Actually it _can_ help quite a bit to know the number of characters (not
just words) present in the input:

It can tell you of the absence of surrogate pairs if the length (in
characters) is the same as the number of words. This then lets you do
indexing as an O(1) operation. I used this in a simple fingertree of utf-8
encoded bytestrings to enable faster indexing into leaves that didn't have
utf-8 tailbytes present. Since a lot of UTF-8 text has huge swathes of ASCII
content, this turned out to be a pretty big win for me. Since the vast
majority of UTF-16 text probably contains all Plane 0 (UCS2) content, you
can get similar wins. The cost is that you either have to have a sentinel
'don't know' value or pay to scan any arrays that you directly convert to
Text.

As an aside:

I want to like and use Data.Text, but I haven't been able to. Too many of
the operations devolve to O(n) that could be O(1) if I had some way to slice
based on cursors into the data type, and the current API locks me out of the
internals, so I can't write those functions myself. With ByteString at
least, if I must, I can go grab the Data.Bytestring.Internal module and have
at it. I'm all for a clean API, but a clean API that hurts asymptotics
invites a lot of re-invention on the fringes of the community.
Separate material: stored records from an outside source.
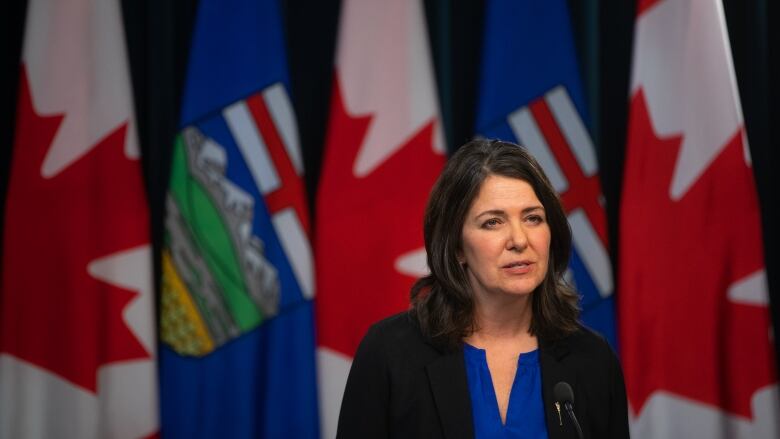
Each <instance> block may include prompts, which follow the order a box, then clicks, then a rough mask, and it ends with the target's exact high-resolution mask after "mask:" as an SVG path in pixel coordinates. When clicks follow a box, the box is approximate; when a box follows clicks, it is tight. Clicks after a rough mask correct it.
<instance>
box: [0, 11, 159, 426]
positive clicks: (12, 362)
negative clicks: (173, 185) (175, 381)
mask: <svg viewBox="0 0 780 439" xmlns="http://www.w3.org/2000/svg"><path fill="white" fill-rule="evenodd" d="M128 73H129V72H128V66H127V59H126V49H125V42H124V32H123V26H122V17H121V13H120V4H119V2H118V1H115V0H107V1H102V0H101V1H98V0H92V1H90V0H74V1H69V2H55V1H45V0H31V1H30V2H29V4H28V13H27V24H26V32H25V39H24V48H23V54H22V67H21V79H20V89H19V100H18V112H17V125H16V134H15V135H16V137H15V142H14V150H13V159H12V164H11V176H10V181H9V189H8V198H7V205H6V218H5V230H4V231H3V233H4V236H3V267H2V284H0V285H2V286H1V287H0V288H2V289H1V290H0V437H2V438H98V437H112V438H139V437H152V436H154V435H156V434H157V431H158V425H159V423H158V404H157V373H156V370H157V368H156V362H155V358H156V354H155V350H156V348H155V346H156V337H155V332H154V327H155V325H154V294H153V291H152V277H151V252H150V246H149V230H148V228H149V227H148V221H149V219H148V211H147V204H146V199H145V195H144V186H143V181H142V178H141V167H140V162H139V160H138V156H139V150H138V143H137V140H136V135H135V131H136V127H135V120H134V117H133V102H132V98H131V93H130V79H129V74H128Z"/></svg>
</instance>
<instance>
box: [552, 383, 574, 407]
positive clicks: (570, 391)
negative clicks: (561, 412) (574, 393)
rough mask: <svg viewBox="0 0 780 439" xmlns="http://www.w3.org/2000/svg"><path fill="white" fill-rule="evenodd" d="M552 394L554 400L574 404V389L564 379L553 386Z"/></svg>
mask: <svg viewBox="0 0 780 439" xmlns="http://www.w3.org/2000/svg"><path fill="white" fill-rule="evenodd" d="M553 396H554V397H555V400H556V401H560V402H563V403H566V402H570V403H572V404H574V391H573V390H571V386H570V385H569V383H567V382H566V381H561V382H559V383H558V384H556V385H555V387H553Z"/></svg>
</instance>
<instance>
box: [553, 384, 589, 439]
mask: <svg viewBox="0 0 780 439" xmlns="http://www.w3.org/2000/svg"><path fill="white" fill-rule="evenodd" d="M553 396H554V397H555V406H556V407H558V416H560V414H561V412H560V410H561V409H560V406H559V404H563V407H564V408H565V409H566V414H568V415H569V418H570V419H571V421H572V422H573V423H574V428H575V429H576V430H577V437H578V438H580V439H584V436H583V435H582V429H581V428H580V423H579V422H577V417H576V416H574V406H573V404H574V391H573V390H571V386H570V385H569V383H567V382H566V381H561V382H559V383H558V384H556V385H555V387H553Z"/></svg>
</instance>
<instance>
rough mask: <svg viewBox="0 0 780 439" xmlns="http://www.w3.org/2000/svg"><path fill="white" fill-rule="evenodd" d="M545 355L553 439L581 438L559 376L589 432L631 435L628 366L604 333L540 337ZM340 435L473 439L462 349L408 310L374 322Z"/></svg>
mask: <svg viewBox="0 0 780 439" xmlns="http://www.w3.org/2000/svg"><path fill="white" fill-rule="evenodd" d="M539 362H540V364H541V371H542V389H543V390H542V393H543V395H542V397H543V401H544V408H545V414H546V418H547V419H546V420H547V433H548V435H549V438H550V439H565V438H566V439H568V438H572V439H576V438H577V433H576V432H575V431H574V426H573V425H572V423H571V421H570V420H569V419H568V417H567V416H566V413H565V411H564V410H563V409H562V410H561V419H560V420H559V418H558V412H557V411H556V409H555V406H554V403H555V400H554V398H553V394H552V391H553V387H554V386H555V384H556V383H558V382H559V381H566V382H567V383H569V384H570V385H571V386H572V388H573V389H574V411H575V413H576V415H577V419H578V420H579V422H580V425H581V426H582V431H583V434H584V435H585V438H586V439H603V438H616V439H617V438H620V439H622V438H628V437H629V434H628V412H627V405H626V391H625V385H624V383H623V373H622V371H621V369H620V364H619V363H618V360H617V358H616V357H615V355H614V353H613V352H612V350H611V348H610V347H609V345H608V344H607V342H606V341H605V340H604V339H603V338H602V337H601V336H599V335H597V334H595V333H594V332H592V331H590V330H588V329H586V328H582V329H581V330H579V331H578V332H576V333H574V334H572V335H570V336H569V337H566V338H564V339H562V340H559V341H557V342H554V343H547V342H545V341H544V340H539ZM561 424H563V425H561ZM336 437H337V438H342V439H347V438H361V439H362V438H391V437H392V438H447V439H458V438H473V437H474V427H473V423H472V415H471V399H470V396H469V389H468V383H467V378H466V366H465V361H464V359H463V351H462V350H458V351H455V352H443V351H440V350H438V349H437V348H435V347H434V346H433V345H432V344H430V343H429V342H428V341H427V340H426V339H425V338H424V337H423V335H422V333H421V332H420V328H419V325H418V324H417V321H416V319H415V318H414V317H413V316H412V315H411V314H409V313H408V312H405V313H401V314H398V315H396V316H393V317H390V318H388V319H386V320H383V321H381V322H379V323H377V324H375V325H373V326H372V327H371V328H370V329H369V330H368V333H367V334H366V336H365V337H364V338H363V341H362V342H361V343H360V347H359V348H358V350H357V353H356V354H355V359H354V361H353V362H352V369H351V370H350V372H349V378H348V380H347V387H346V390H345V392H344V399H343V401H342V403H341V413H340V415H339V424H338V433H337V435H336Z"/></svg>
But really the last nail in the coffin for me, is that often I want to be
able to just mmap data in from disk and use it, and rarely is my data on
disk stored in UTF-16.

Those nits aside, overall, Text provides a clean API for what it does, and
I'm completely on board with its inclusion in the platform (but I would
really really appreciate having access via a scary deprecated
please-don't-use-me Internal module to its guts!)

-Edward Kmett